Step 5. Install the chart version 4.44.0¶
To restore the previous backup, install the new release without the migration job running or the deployments accessing the DB as it is empty. Set the migrations job to false in the custom-values.yaml file and decrease the replica count to 0 for both the app and worker:
# custom-values.yaml
app:
replica: 0
worker:
replica: 0
odata:
enabled: false
migration:
enabled: false
Install the new version of the chart:
helm install cognigy-live-agent oci://cognigy.azurecr.io/helm/live-agent --version 4.44.0 --namespace live-agent -f custom-values.yaml
Then the only pods running will be the EFS, PostgreSQL and Redis ones.
Step 6. Restore backup to the new PostgreSQL pod¶
Attach a shell to the PostgreSQL backup pod and restore the 'live_agent_production' database to the new PostgreSQL pod.
# Log in to the postgres-backup-0 pod
kubectl exec -n live-agent -it postgres-backup-0 -- bash
# Get the password of the new PostgreSQL from the `cognigy-live-agent-postgresql` secret key `postgres-password` and export it to `PGPASSWORD` environment variable
export PGPASSWORD=<password>
# Connect to the newly deployed PostgreSQL DB with the `psql` command
psql --host cognigy-live-agent-postgresql -U postgres -d postgres -p 5432
# List details of DBs
\l+
DROP DATABASE live_agent_production;
create database live_agent_production;
grant all privileges on database live_agent_production to postgres;
# List details of DBs
\l+
# quit
\q
cd /mnt/postgres-backup/
# Restore the data from old postgres. This takes some time
nohup time psql --host cognigy-live-agent-postgresql -U postgres -d live_agent_production < live_agent_production-postgres-dump.sql &
# (Optional) Once restored, check postgres disk usages
PGPASSWORD=postgres psql --host cognigy-live-agent-postgresql -U postgres -d postgres -p 5432
# List details of DBs
\l+
Step 7. Change custom-values.yaml¶
Enable the migration job and increase the replica count to the desired number for the app and worker in the custom-values.yaml file.
# custom-values.yaml
app:
replica: 2
worker:
replica: 3
# In case the OData service was enabled, enable it again
odata:
enabled: true
migration:
enabled: true
Upgrade the chart.
helm upgrade cognigy-live-agent oci://cognigy.azurecr.io/helm/live-agent --version 4.44.0 --namespace live-agent -f custom-values.yaml
Step 8. Attach a shell and remove the onboarding variable¶
Attach the shell to the app pod and remove the onboarding variable in Redis. It ensures that the onboarding screen is not shown after accessing Live Agent.

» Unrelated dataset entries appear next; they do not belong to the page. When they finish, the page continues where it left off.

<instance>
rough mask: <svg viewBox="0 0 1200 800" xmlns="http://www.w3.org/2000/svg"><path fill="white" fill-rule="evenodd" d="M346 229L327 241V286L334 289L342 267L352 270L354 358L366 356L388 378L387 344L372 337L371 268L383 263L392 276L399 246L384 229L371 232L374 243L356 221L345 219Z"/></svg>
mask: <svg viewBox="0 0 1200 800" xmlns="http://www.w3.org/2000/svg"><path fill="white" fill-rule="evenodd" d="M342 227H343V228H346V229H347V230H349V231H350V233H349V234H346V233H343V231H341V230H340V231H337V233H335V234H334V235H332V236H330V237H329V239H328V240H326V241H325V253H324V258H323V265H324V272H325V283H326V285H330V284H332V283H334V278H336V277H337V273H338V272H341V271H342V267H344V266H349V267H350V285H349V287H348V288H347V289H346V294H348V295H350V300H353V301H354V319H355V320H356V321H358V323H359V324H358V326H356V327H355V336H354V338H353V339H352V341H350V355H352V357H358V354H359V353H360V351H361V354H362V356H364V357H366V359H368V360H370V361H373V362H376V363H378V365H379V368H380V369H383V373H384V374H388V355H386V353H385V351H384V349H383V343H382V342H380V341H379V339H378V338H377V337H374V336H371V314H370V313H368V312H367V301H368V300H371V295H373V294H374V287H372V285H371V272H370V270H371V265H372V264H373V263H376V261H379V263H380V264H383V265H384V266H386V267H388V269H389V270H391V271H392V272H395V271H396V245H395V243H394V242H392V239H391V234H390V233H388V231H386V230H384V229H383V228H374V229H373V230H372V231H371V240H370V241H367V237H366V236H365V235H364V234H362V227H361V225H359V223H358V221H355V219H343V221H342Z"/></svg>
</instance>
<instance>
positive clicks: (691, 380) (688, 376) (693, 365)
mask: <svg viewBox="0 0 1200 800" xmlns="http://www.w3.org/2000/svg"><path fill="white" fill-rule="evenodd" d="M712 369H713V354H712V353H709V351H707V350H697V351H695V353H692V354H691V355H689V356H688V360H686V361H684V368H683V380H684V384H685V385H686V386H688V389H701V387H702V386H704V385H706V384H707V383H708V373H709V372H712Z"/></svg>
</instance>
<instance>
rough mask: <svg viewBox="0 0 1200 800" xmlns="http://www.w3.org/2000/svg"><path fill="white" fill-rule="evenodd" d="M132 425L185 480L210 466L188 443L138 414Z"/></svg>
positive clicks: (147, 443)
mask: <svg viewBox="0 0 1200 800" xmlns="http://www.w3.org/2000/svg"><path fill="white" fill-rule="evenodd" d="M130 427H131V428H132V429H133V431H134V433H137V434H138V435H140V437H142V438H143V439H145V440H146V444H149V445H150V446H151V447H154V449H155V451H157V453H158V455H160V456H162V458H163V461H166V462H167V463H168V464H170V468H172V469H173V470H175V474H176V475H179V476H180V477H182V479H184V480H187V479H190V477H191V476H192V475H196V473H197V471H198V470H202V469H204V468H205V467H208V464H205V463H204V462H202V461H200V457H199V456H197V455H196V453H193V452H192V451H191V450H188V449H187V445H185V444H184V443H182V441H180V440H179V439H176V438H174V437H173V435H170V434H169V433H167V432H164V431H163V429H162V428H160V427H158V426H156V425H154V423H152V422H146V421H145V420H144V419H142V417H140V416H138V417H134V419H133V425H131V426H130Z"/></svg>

# Attach a shell to the app pod
kubectl exec -n live-agent -it cognigy-live-agent-app-xxxxxxxxxx -- /bin/sh
# Execute a Rails console
RAILS_ENV=production bundle exec rails c
# Remove the onboarding variable from Redis
::Redis::Alfred.delete(::Redis::Alfred::CHATWOOT_INSTALLATION_ONBOARDING)
Step 9. Access Live Agent and verify the content¶
Check existing conversations and settings to ensure everything is working as expected. Once everything has been checked, you can delete the backup.
# Delete the backup pod deployment, service, Storage Class and pvc
kubectl delete statefulset -n live-agent postgres-backup
kubectl delete service -n live-agent postgres-backup
kubectl delete sc postgres-backup
kubectl delete pvc -n live-agent <postgres-backup-pvc>
Remember to review that the released persistent volumes are deleted. If you have any issues, contact technical support.